Lubricity (HFRR) requirement in EN 15940:2023 was tightened from 460 µm to 400 µm. Even though there were no reported issues with paraffinic diesel lubricity when the limit was max 460 µm, tightening was done as a precaution to compensate for the uncertainties in the technical assessment of paraffinic fuel lubricity at this stage. It has been agreed that stricter HFRR requirements can be relaxed in the future when complimentary information shows that this is a safe step.
Lubricity of diesel fuels are typically evaluated with the specified small-scale laboratory high frequency reciprocating rig (HFRR) test. More real-life 1000 hours test run with a fuel lubricated distributor type fuel injection pump has also been carried out for HVO paraffinic diesel fuel. (HFRR ~460 µm). This test is based on a CEC/Bosch procedure which runs a VE-type pump with injectors by an electric motor at varying loads at +60 °C fuel temperature. For the test HVO was treated with a minimum dosage of lubricity additive to achieve HFRR limit. After the 1000 hours test all inside parts of the pump were in good condition, and the overall rating passed the limit. Distributor pumps were used in the test, because they are sensitive for fuel lubricity. This pump test gives additional confidence on lubricity of HVO treated with lubricity additive. (Mikkonen et al. 2012).
The paraffinic diesel fuels have also been studied in small-scale laboratory HFRR test.
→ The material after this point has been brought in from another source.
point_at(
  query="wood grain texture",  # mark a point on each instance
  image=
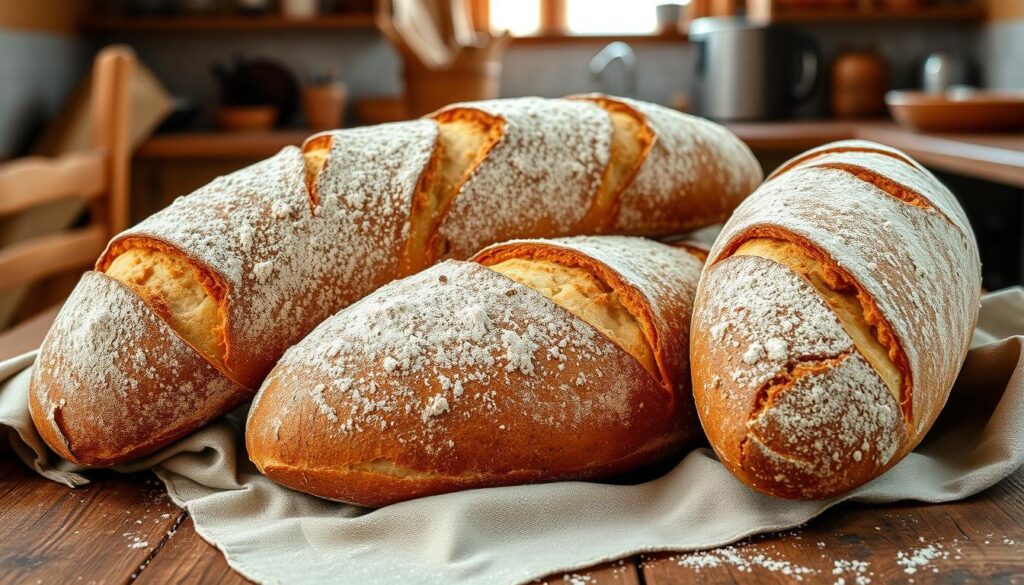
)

Comparison of conventional diesel and paraffinic diesel in this test showed no differences between these fuels in the HFRR measurement. Paraffinic diesels are not evaporating easily during the test, so this does not affect to HFRR results. (Henderson et al. 2022)
Paraffinic hydrocarbons exist naturally in traditional fossil diesel fuels. Therefore, measuring the bio-origin paraffins (HVO, BTL) content of diesel fuel is challenging. Bioparaffin content of a blend shall be based on the seller's declaration and bookkeeping. If analyses of both blending components are known, for example density, ratio can be estimated by calculation.
If required, bio-paraffin content in a diesel blend can be determined by 14C isotope methods, which are also used, for example, for archaeological studies. CO2 in the atmosphere contains unstable 14C- and stable 12C carbon isotopes in a fixed ratio, and the same ratio is found from living plants and animals. Half-life of 14C is 5730 years, which can be used to differentiate fossil and renewable carbon. Principles can be found from the standard ASTM D 6866. 14C Methods do not belong to everyday laboratory practices at oil companies or authorities, but they can be used, for example, in the control checks.
If a sample contains both FAME and bioparaffins (HVO), the amount of FAME is measured with traditional methods and subtracted from the total bio-content in order to find out HVO content. (Mikkonen et al. 2012).